“However, considering the reign of queen Elizabeth in a great and political view, we have no reason to regret many subsequent alterations in the English constitution. For, though in general she was a wise and excellent princess, and loved her people; though in her time trade flourished, riches increased, the laws were duly administred, the nation was respected abroad, and the people happy at home; yet, the encrease of the power of the star-chamber, and the erection of the high commission court in matters ecclesiastical, were the work of her reign.
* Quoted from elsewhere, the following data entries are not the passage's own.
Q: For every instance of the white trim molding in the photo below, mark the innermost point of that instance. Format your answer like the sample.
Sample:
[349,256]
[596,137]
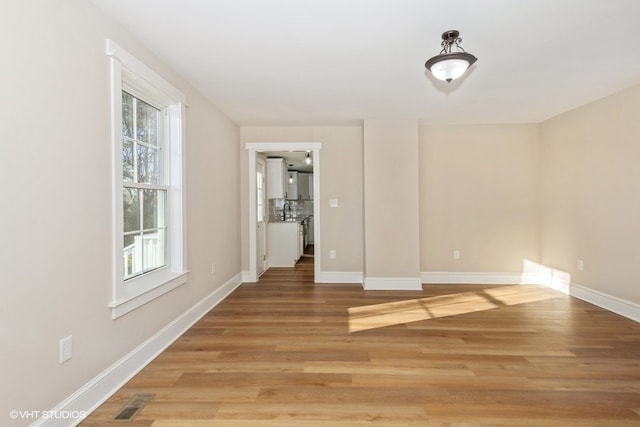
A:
[261,147]
[88,397]
[392,284]
[479,278]
[339,277]
[616,305]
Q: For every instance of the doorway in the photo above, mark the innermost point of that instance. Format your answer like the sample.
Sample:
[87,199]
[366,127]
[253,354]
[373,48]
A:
[253,165]
[261,228]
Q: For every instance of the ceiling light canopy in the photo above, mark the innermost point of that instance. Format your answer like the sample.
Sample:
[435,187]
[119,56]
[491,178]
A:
[447,65]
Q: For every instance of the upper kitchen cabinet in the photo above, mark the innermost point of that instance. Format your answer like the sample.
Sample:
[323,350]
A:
[277,178]
[305,186]
[292,185]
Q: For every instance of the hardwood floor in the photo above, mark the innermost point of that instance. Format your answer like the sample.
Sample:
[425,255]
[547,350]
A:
[286,352]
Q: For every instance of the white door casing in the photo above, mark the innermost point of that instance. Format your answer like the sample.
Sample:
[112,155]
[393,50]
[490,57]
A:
[256,147]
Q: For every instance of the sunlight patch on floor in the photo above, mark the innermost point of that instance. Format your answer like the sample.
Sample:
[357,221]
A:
[414,310]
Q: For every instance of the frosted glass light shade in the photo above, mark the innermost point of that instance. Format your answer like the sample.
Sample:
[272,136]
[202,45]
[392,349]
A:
[450,66]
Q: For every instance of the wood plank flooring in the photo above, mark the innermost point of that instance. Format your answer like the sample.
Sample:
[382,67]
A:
[286,352]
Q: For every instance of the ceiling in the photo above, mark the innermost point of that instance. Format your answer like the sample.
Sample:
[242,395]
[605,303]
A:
[334,62]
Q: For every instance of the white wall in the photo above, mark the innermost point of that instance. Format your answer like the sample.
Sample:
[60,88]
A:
[391,223]
[55,255]
[479,195]
[590,186]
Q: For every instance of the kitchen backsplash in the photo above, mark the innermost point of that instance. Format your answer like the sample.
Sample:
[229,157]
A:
[295,208]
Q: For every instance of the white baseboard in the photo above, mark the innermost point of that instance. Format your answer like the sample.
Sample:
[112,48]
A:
[477,278]
[99,389]
[339,277]
[246,277]
[616,305]
[392,284]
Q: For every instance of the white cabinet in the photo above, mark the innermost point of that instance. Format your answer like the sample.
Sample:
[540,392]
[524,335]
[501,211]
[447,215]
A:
[300,240]
[305,186]
[276,179]
[285,246]
[292,185]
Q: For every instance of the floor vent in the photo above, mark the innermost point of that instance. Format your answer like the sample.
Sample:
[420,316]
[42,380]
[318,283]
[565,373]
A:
[133,406]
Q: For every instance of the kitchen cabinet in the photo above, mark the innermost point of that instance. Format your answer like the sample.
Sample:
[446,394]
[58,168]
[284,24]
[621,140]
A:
[276,179]
[292,185]
[285,243]
[305,186]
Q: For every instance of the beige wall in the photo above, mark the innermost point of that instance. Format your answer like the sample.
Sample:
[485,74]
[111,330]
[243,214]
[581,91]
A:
[392,244]
[590,185]
[55,256]
[478,195]
[341,178]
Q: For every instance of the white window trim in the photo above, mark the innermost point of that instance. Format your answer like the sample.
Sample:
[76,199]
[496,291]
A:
[128,73]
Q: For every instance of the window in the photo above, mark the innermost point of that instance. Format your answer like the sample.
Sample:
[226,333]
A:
[148,230]
[143,195]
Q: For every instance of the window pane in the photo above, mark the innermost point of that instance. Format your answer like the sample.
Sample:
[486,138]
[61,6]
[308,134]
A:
[148,164]
[131,209]
[132,255]
[147,123]
[153,208]
[127,160]
[127,115]
[154,244]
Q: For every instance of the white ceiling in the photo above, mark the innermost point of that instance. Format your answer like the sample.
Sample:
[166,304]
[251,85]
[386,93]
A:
[321,62]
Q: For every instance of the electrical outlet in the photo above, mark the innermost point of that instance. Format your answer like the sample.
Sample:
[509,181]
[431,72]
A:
[66,348]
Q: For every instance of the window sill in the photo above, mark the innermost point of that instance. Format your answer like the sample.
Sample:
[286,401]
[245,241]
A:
[167,282]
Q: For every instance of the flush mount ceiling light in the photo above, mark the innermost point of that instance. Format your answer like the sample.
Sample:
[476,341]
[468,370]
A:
[447,65]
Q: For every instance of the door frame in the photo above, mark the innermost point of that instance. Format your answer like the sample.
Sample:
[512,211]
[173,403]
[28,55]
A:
[262,165]
[256,147]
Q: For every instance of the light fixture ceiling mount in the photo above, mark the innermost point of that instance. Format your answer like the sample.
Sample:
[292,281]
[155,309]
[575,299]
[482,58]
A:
[448,65]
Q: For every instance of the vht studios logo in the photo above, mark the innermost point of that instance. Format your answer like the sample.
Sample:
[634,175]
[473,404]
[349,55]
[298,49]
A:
[15,414]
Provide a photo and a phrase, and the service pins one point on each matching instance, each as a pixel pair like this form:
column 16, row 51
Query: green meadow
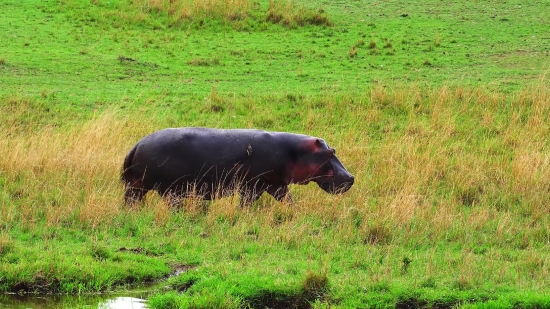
column 440, row 110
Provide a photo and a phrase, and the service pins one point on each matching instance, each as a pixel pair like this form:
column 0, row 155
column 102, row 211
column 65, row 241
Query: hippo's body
column 211, row 163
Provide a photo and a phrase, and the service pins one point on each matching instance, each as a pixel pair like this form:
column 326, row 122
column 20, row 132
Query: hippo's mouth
column 333, row 188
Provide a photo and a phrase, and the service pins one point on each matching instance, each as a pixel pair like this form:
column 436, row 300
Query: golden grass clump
column 193, row 9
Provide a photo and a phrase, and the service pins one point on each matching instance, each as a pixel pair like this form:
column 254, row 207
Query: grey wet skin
column 211, row 163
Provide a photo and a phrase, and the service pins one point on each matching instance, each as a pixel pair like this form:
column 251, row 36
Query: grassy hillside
column 440, row 111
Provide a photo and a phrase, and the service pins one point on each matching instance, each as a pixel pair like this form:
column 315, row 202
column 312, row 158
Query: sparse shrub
column 353, row 52
column 6, row 244
column 372, row 44
column 315, row 283
column 288, row 14
column 99, row 252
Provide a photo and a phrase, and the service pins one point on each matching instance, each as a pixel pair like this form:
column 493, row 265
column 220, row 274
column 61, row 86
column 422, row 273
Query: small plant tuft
column 353, row 52
column 372, row 44
column 315, row 284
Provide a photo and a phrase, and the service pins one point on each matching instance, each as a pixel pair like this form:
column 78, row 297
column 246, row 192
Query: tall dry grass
column 447, row 164
column 187, row 9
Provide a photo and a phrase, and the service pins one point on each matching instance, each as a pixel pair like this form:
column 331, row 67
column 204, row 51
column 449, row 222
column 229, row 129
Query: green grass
column 440, row 111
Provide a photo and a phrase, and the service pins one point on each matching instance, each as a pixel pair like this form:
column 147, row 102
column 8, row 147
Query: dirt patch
column 178, row 268
column 279, row 301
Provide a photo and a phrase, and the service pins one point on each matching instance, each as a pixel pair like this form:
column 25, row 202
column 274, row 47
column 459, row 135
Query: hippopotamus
column 211, row 163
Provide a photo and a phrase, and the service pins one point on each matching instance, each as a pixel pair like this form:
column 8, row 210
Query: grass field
column 440, row 111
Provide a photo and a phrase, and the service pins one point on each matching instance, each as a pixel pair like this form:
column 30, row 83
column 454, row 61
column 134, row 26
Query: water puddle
column 118, row 300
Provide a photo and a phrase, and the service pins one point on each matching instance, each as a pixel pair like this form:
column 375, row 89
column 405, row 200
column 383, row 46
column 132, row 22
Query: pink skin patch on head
column 311, row 145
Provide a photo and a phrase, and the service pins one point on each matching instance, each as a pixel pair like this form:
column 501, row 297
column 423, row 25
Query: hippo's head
column 318, row 162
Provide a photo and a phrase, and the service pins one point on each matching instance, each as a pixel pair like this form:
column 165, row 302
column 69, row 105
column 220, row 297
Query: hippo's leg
column 280, row 193
column 134, row 193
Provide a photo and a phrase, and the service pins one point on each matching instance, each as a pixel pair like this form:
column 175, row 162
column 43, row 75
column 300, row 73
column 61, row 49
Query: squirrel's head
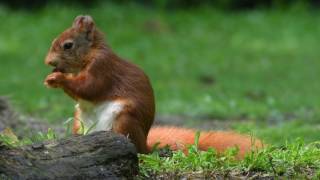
column 69, row 50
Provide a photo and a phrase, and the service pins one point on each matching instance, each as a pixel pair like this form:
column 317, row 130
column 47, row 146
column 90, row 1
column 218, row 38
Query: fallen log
column 100, row 155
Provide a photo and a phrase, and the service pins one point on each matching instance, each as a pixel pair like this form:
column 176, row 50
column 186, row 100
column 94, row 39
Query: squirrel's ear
column 84, row 24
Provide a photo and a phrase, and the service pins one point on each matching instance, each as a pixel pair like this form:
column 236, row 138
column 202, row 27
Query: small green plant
column 9, row 139
column 294, row 159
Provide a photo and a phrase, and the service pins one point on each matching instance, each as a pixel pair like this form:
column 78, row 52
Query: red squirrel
column 114, row 94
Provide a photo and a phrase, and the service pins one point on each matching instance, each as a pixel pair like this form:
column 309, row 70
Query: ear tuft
column 83, row 23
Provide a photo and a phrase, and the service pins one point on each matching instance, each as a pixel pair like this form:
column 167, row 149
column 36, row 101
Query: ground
column 251, row 71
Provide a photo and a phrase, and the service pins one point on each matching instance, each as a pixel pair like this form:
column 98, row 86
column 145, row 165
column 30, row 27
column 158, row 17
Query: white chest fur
column 99, row 117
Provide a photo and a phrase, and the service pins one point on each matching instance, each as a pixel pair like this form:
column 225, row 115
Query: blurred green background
column 251, row 66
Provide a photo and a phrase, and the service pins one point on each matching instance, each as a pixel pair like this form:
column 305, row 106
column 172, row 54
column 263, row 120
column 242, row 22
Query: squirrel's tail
column 179, row 138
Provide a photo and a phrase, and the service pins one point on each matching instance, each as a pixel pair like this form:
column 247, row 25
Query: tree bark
column 100, row 155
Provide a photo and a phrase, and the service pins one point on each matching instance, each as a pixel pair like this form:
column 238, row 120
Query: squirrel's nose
column 53, row 63
column 51, row 60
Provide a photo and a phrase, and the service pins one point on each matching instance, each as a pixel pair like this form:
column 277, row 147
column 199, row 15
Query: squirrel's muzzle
column 52, row 60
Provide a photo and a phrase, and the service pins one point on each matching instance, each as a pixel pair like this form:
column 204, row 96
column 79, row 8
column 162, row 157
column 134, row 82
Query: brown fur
column 90, row 71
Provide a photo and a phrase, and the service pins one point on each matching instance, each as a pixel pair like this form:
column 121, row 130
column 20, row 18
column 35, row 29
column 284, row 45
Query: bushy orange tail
column 179, row 138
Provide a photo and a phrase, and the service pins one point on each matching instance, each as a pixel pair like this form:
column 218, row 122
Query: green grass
column 293, row 160
column 259, row 65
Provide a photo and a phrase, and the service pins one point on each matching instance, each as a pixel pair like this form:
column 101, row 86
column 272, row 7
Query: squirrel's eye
column 67, row 45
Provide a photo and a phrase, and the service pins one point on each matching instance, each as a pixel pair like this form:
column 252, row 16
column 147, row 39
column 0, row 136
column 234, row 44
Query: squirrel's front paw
column 54, row 80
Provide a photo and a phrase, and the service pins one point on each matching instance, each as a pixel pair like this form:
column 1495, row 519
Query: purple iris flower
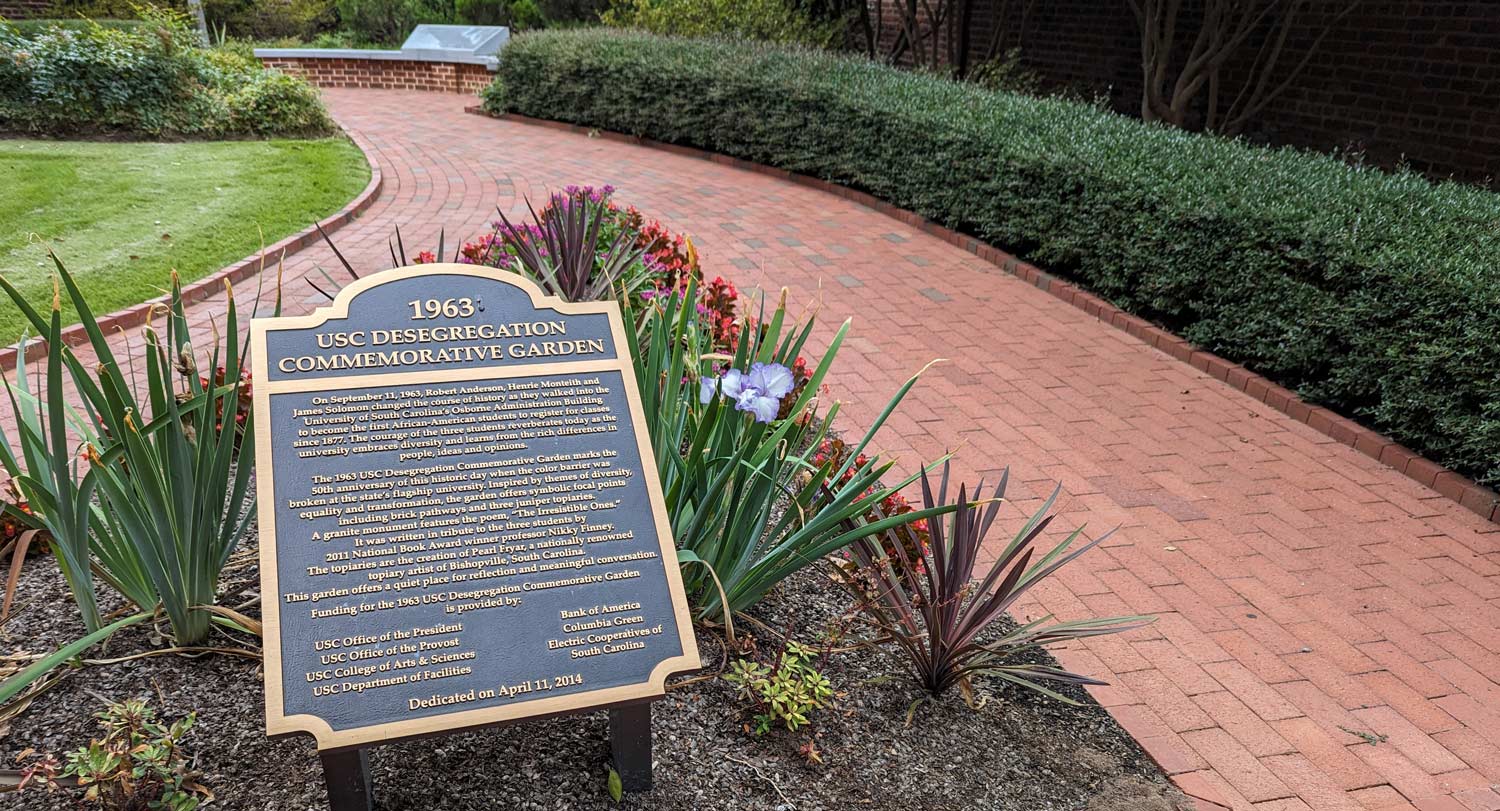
column 758, row 392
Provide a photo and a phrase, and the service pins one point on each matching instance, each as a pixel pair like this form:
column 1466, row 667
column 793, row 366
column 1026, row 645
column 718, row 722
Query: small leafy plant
column 783, row 691
column 935, row 610
column 138, row 765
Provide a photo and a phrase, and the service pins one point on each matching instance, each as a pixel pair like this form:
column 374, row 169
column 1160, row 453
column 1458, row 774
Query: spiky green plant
column 45, row 469
column 744, row 495
column 173, row 501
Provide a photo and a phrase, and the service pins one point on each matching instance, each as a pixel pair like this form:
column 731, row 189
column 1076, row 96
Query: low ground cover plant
column 138, row 763
column 1373, row 293
column 782, row 691
column 147, row 80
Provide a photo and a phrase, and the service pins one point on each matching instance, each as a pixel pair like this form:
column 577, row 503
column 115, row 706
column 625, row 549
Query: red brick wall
column 441, row 77
column 24, row 9
column 1400, row 80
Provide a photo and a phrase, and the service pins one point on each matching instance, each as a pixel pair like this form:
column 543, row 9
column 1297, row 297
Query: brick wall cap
column 359, row 54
She also kept her parliaments at a very awful distance: and in many particulars she, at times, would carry the prerogative as high as her most arbitrary predecessors.”
Queen Elizabeth the First
The most powerful queen in English history
Elizabeth the First may well be the most powerful queen in English history, because she held actual political power in a way that most later queens of
England did not.
Victoria and Elizabeth the Second had their power limited by the
British Constitution to a degree that Elizabeth the First did not. All of them had to contend with
Parliament, it is true; but the
monarchy still had real power in the years that we today call the "Elizabethan Era." This power was all the greater when the state religion was still under royal control. Just years before this, you see, the church had actually been under the control of the
Vatican in faraway Rome. But her father's divorce from his
Catholic wife had brought him the ire of the
Catholic Church, and led to England's conversion to the
new Protestant faith - a faith led by the monarch personally during the lifetime of Elizabeth.